Just days before its official opening on September 19, Azure took a hardhat tour of the Fort York National Historic Site Visitors Centre, located discreetly beneath the Gardiner Expressway in Toronto. Construction crews were in full deadline mode working on every aspect of this new $25-million centre – designed by Patkau Architects of Vancouver and Kearns Mancini Architects of Toronto – which will be the gateway to a preserved battlefield surrounded on all sides by condominium towers, raised freeways and train lines. The low-lying centre appears to dissolve into its surroundings like a berm, unintrusive within the dominating urbanscape.
Long and lean, comprising a single level over 150 metres from end to end, it contains a museum, a gift shop, administration offices and a time-tunnel walkway that leads visitors to their first view of the fort. Transversing the 100-metre-long tunnel, you arrive at a landscaped rooftop that overlooks 47 acres of grass and military barracks – where British soldiers and Canadian militiamen fought American naval squadrons arriving via Lake Ontario during the War of 1812. While the fort was overtaken and destroyed, it was rebuilt and able to finally repel the invaders in 1814, sparing Canada from being annexed to the United States.
One of the project’s most defining elements is its facade, artfully crafted from 49 sheets of weathering steel measuring 6.4 by 2.4 metres each and lined up in rank formation. Narrow gaps between the slightly leaning panels allow for natural light to enter the interior spaces, and a few of them appear as though flipped upward like trap doors, creating entryways into the building.

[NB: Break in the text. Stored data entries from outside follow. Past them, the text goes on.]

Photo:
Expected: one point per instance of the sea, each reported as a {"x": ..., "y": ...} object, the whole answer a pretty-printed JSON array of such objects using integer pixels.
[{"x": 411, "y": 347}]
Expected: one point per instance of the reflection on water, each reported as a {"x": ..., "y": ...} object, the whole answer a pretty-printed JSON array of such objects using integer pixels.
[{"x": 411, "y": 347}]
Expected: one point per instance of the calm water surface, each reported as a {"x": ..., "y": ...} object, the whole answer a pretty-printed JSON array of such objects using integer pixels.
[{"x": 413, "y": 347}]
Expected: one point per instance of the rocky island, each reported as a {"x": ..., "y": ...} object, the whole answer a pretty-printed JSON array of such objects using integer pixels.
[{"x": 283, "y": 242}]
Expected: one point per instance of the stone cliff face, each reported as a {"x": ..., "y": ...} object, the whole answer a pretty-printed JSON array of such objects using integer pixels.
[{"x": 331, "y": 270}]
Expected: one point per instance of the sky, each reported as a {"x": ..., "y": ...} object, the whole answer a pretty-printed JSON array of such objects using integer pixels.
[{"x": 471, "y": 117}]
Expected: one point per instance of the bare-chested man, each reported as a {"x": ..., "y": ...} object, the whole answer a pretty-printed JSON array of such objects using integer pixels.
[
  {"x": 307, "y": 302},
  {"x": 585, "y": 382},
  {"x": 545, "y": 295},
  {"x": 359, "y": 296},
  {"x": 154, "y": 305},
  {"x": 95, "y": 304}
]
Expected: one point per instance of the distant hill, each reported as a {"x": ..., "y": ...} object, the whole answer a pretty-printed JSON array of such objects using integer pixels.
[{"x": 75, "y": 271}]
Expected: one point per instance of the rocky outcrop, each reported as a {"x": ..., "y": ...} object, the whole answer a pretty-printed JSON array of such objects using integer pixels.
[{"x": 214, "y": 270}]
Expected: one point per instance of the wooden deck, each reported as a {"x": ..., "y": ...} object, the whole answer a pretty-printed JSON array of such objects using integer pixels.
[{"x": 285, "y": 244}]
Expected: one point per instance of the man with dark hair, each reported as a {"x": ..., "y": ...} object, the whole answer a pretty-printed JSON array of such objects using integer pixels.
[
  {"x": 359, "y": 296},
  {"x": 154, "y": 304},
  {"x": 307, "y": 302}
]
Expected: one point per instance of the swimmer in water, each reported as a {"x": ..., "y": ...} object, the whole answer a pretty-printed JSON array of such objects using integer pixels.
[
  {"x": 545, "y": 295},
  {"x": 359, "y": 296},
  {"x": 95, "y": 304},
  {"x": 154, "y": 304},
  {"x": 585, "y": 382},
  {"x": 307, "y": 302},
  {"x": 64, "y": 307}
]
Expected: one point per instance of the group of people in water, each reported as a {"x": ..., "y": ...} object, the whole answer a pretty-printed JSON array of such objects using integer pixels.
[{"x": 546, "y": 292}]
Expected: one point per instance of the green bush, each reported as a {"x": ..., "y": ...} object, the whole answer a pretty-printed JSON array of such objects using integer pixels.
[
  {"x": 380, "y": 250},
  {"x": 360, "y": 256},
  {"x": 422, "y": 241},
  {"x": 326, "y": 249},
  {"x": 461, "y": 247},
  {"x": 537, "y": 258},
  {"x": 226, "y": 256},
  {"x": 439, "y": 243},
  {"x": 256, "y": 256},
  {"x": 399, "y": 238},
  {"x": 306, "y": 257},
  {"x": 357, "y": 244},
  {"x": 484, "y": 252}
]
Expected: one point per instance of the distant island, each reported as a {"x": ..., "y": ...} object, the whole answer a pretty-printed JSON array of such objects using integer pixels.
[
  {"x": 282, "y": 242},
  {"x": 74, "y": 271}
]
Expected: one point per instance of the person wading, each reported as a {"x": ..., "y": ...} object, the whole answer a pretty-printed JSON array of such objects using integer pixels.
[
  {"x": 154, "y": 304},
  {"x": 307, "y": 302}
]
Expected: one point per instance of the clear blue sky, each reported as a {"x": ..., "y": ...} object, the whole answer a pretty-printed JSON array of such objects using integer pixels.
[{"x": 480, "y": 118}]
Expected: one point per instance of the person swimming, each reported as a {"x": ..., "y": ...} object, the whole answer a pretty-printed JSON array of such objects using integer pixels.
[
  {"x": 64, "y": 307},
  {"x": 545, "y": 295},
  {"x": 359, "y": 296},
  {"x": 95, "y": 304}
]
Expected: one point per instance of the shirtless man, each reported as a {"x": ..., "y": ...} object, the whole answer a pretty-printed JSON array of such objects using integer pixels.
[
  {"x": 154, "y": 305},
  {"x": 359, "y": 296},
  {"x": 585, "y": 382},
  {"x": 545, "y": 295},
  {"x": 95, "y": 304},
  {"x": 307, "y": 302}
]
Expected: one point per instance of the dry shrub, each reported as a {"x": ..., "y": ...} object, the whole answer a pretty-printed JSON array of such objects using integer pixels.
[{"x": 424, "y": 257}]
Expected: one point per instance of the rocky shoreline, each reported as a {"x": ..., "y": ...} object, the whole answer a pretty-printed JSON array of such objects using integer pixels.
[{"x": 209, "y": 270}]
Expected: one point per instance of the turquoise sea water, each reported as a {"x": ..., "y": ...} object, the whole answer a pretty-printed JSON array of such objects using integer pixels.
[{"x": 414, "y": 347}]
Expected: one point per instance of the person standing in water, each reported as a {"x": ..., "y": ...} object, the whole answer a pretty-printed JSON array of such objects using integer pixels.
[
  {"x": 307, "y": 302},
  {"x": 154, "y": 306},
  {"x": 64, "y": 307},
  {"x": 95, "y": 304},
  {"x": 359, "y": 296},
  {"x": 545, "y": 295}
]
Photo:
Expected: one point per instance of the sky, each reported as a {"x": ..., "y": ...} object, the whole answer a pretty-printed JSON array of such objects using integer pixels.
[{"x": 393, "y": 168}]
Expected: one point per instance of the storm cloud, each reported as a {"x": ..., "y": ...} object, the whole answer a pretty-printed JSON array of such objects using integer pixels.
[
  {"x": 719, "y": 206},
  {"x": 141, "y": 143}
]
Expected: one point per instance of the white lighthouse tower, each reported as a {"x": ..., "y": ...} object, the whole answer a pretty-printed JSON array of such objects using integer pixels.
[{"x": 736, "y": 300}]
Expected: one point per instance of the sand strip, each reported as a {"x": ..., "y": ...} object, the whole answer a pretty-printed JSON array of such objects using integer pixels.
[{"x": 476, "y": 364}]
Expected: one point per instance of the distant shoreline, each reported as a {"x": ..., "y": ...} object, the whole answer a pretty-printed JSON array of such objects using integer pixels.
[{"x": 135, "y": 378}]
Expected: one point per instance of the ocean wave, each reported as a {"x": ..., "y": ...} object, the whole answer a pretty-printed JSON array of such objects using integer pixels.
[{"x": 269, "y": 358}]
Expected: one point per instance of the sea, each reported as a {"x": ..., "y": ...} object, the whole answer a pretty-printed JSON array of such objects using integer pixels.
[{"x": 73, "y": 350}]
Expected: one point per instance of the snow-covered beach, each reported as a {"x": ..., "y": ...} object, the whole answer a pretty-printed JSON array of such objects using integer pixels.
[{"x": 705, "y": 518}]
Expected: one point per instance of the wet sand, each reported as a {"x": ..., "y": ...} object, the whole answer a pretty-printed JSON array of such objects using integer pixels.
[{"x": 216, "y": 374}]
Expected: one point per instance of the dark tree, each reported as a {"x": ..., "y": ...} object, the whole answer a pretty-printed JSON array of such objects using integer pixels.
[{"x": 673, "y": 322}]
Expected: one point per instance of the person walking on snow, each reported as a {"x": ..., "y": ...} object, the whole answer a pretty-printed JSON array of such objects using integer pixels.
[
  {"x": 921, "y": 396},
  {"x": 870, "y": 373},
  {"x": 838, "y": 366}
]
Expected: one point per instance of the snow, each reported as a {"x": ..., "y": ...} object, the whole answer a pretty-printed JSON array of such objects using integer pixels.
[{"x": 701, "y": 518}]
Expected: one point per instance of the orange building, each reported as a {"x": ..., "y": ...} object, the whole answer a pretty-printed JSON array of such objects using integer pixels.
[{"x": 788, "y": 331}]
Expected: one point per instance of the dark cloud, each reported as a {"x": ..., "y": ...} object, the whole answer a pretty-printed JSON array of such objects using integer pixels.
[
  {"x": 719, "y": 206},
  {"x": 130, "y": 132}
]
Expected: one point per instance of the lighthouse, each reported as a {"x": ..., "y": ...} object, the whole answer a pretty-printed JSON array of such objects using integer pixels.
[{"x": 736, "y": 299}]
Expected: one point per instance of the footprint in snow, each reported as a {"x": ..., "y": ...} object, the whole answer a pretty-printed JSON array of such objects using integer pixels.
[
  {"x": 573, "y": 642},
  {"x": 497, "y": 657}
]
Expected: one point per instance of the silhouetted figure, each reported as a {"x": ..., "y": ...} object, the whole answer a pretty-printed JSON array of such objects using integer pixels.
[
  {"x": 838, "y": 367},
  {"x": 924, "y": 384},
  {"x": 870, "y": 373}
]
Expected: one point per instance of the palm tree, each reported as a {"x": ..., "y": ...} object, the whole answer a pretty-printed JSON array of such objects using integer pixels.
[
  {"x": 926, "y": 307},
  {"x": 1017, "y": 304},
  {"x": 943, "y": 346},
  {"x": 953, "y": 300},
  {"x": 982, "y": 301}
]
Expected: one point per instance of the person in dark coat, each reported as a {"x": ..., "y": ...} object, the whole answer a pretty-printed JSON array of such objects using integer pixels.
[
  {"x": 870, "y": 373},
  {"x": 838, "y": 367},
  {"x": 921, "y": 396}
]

The panelled facade follows the original contours of Lake Ontario’s coastline at the juncture where the American ships arrived. It immediately contextualizes the building as the gateway to the historic site, which is all but hidden from view. The city’s encroaching sea of condo towers have disconnected the site from the lakeshore, which itself has shifted a few hundred metres to the south after decades of landfill development.

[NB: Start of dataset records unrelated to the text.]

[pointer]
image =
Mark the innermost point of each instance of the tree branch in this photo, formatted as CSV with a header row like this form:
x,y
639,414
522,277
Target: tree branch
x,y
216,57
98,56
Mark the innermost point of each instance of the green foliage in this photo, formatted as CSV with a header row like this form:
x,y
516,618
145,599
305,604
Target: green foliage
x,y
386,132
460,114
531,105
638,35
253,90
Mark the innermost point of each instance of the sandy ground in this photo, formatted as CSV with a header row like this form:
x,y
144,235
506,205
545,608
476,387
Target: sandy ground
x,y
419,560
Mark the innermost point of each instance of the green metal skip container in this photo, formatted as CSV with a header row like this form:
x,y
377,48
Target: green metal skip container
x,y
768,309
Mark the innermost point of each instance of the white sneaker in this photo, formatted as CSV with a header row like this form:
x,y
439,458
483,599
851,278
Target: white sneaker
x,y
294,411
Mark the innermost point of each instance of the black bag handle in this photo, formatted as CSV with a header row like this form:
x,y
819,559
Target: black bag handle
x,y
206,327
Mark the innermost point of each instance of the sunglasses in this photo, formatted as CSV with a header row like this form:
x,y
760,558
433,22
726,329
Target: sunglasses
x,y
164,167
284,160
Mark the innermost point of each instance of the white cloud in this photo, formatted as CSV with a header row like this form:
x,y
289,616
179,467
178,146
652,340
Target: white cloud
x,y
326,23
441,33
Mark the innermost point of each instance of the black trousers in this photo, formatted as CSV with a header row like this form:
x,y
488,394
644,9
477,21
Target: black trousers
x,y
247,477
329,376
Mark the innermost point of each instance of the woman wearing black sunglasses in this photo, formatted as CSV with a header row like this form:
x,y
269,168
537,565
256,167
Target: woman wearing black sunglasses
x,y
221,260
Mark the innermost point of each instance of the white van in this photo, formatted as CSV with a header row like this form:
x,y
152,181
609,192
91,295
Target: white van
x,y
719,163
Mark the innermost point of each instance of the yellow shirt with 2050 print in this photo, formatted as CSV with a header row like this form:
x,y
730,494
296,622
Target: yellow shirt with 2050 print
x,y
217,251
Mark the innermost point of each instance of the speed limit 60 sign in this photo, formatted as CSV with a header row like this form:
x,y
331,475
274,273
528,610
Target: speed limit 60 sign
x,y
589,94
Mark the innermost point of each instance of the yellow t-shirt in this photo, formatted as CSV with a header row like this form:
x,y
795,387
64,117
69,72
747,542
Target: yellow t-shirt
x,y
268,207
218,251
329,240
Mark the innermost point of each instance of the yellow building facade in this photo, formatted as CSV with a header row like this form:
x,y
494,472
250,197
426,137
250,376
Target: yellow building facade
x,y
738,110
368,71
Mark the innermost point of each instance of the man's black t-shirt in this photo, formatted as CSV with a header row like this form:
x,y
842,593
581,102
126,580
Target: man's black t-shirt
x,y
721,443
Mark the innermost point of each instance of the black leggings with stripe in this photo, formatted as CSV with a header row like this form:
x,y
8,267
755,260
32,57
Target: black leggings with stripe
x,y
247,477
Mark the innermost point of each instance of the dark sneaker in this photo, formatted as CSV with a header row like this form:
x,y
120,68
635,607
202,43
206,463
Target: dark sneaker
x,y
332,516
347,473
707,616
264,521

However, visitors to the centre on opening day will not experience it as the architects initially envisioned. Budget restrictions have made it impossible to install the facade’s remaining 37 panels, which would extend it past the base building, and demonstrate how the fort was strategically positioned. “It’s critical to the project,” principal Patricia Patkau says of the extension. “It is a reconstruction of the original escarpment, the primary defensive element of the site.” Without the panels, she notes, “it looks as though the invaders could run right into the fort!”
David O’Hara, manager of the Fort York visitors centre, says the museum is committed to installing the remaining panels. It’s just a question of when. Another $2-million is still needed to make that happen.